10 July 2015

On 9 July, The Court of Justice of the EU ruled on the conditions that must be met for a non-EU national to be allowed to join an EU citizen family member, in the EU Directive on Family Reunification.

Dutch law required third country nationals to take a civic integration exam at the embassy in their country of residence, testing their Dutch language skills and knowledge of Netherlands society as part of their application for family reunification. K, an Azerberjaini national, and A, a Nigerian national, had their applications refused, despite requesting exemption from the exam on health grounds, in line with a ‘hardship clause’ in the legislation.  

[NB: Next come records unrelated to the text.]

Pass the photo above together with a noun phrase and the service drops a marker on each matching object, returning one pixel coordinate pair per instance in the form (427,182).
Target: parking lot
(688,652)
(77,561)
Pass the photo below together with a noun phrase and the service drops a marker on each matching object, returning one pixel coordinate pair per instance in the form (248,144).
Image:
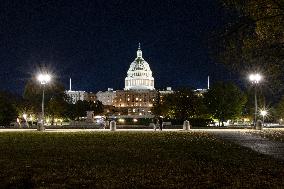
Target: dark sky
(94,42)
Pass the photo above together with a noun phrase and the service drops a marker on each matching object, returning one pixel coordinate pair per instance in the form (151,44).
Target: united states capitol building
(138,95)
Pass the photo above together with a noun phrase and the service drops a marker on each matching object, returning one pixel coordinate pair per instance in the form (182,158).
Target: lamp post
(263,113)
(255,79)
(43,79)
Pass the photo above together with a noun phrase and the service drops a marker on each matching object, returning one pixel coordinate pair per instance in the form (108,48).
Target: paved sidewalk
(254,142)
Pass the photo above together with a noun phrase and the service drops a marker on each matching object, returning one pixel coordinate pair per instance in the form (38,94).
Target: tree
(180,105)
(225,101)
(253,39)
(8,111)
(280,109)
(81,107)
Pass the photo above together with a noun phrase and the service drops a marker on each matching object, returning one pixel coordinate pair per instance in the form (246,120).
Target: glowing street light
(255,79)
(43,79)
(263,113)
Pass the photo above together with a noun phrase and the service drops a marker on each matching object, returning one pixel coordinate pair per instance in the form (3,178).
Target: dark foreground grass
(275,134)
(132,160)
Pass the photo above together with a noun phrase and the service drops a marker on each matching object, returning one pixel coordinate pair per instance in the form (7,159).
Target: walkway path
(239,136)
(254,142)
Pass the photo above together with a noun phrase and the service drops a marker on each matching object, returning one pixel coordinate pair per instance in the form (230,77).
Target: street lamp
(43,79)
(263,113)
(255,79)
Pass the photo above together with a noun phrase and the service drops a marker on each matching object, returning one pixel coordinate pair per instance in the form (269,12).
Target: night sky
(94,42)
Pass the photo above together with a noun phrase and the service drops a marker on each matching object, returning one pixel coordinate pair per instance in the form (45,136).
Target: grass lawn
(132,160)
(275,134)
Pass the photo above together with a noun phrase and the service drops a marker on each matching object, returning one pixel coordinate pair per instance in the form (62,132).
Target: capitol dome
(139,75)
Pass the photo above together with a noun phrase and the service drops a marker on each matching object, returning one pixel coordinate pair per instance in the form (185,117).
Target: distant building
(139,93)
(74,96)
(139,75)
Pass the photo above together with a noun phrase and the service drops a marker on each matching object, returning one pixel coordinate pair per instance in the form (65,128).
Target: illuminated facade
(139,75)
(139,94)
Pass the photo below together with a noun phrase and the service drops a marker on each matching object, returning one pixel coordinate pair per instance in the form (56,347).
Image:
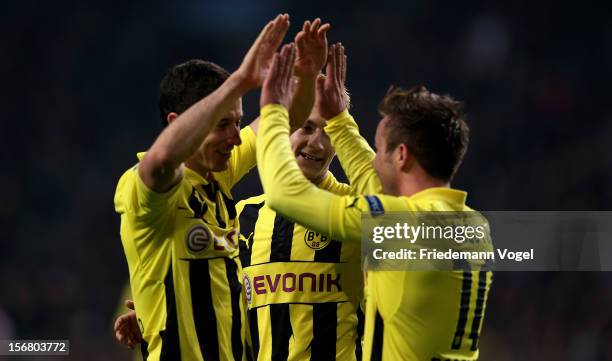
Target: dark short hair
(185,84)
(433,128)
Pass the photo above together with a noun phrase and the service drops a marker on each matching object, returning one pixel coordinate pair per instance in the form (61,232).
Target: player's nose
(315,140)
(234,136)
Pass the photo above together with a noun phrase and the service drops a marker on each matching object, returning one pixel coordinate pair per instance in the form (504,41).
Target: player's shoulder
(254,201)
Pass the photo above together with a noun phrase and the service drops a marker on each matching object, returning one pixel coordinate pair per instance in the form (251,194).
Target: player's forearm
(303,101)
(354,153)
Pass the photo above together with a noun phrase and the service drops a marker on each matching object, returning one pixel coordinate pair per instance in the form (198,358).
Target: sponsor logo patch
(198,239)
(248,289)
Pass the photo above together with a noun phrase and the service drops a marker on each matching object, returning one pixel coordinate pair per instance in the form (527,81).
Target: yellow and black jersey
(302,287)
(425,316)
(182,249)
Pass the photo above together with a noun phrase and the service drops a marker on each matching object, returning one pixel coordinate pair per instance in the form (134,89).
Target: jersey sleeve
(133,197)
(331,184)
(354,153)
(291,194)
(242,159)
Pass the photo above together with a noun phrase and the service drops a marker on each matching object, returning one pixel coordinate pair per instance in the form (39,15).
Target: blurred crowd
(81,82)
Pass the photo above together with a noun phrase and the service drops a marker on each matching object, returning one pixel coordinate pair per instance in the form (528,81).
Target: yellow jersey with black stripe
(427,316)
(182,247)
(302,287)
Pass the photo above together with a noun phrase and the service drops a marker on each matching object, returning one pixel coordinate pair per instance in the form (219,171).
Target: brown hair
(432,127)
(185,84)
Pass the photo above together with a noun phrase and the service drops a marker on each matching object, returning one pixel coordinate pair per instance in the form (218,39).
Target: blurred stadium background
(80,99)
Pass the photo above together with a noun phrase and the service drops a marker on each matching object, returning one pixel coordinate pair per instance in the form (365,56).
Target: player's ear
(403,157)
(171,116)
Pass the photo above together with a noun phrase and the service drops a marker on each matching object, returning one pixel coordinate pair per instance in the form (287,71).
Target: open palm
(311,43)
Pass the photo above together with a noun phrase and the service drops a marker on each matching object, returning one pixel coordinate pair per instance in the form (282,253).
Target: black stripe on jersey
(377,342)
(204,316)
(171,346)
(248,219)
(482,288)
(282,240)
(281,331)
(144,349)
(464,307)
(254,329)
(360,328)
(230,205)
(331,253)
(211,192)
(232,278)
(199,208)
(324,322)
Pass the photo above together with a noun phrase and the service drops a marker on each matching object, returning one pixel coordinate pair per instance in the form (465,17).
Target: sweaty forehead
(236,112)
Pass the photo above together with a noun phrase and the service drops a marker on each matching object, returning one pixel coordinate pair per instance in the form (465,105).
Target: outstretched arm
(311,46)
(160,169)
(287,190)
(354,152)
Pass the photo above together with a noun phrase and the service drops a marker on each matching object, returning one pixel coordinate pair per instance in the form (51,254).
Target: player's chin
(219,164)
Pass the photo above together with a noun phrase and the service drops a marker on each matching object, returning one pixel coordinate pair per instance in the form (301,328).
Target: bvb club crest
(316,240)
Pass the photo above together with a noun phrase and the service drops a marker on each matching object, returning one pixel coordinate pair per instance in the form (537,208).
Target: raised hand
(311,44)
(257,61)
(278,86)
(331,96)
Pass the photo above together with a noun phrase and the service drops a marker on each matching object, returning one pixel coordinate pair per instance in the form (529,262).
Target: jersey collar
(444,194)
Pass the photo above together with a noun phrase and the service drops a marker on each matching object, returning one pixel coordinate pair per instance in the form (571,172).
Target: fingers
(287,59)
(339,56)
(280,25)
(320,86)
(314,28)
(130,304)
(323,30)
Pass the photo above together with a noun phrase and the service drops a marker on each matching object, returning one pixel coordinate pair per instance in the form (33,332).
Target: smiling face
(216,149)
(312,148)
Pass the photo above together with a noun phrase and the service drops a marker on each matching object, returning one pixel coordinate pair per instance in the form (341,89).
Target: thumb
(320,84)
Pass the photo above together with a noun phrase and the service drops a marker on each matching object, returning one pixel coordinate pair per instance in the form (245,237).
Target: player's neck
(412,183)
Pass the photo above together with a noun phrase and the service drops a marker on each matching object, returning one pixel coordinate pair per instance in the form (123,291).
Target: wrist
(240,83)
(307,78)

The Court noted that, unless the applicant was a family of a refugee, it was possible for Member States to impose integration measures on applicants for family reunion before entry. It considered that a basic civic integration exam was ‘undeniably useful’ for establishing connections with the Member State, and did not in principle undermine the aim of the Directive to facilitate family reunification.  However, any measure imposed should be aimed at facilitating integration rather than acting as a filter, or obstacle to make family reunification impossible or excessively difficult. This meant that proportionality, and specific individual circumstances such as age, level of education and health should be taken into account.

The Court found that in this case the ‘hardship clause’ in Dutch law was too narrow. In addition, the fee for the preparation course (EUR 110) and for taking the exam (EUR 350) also had the effect of making family reunification impossible or excessively difficult, especially as the person had to pay to travel to the closest Dutch embassy and for the course fee each time they took the exam. 

Professor Steve Peers notes that “this judgment will be particularly useful to those migrants who have lower incomes and those who come from developing countries, where the level of education is not always as high”. He adds that “in significantly limiting States’ ability to insist that people pass an integration test before they can live with their loved ones, the Court has made the right choice.”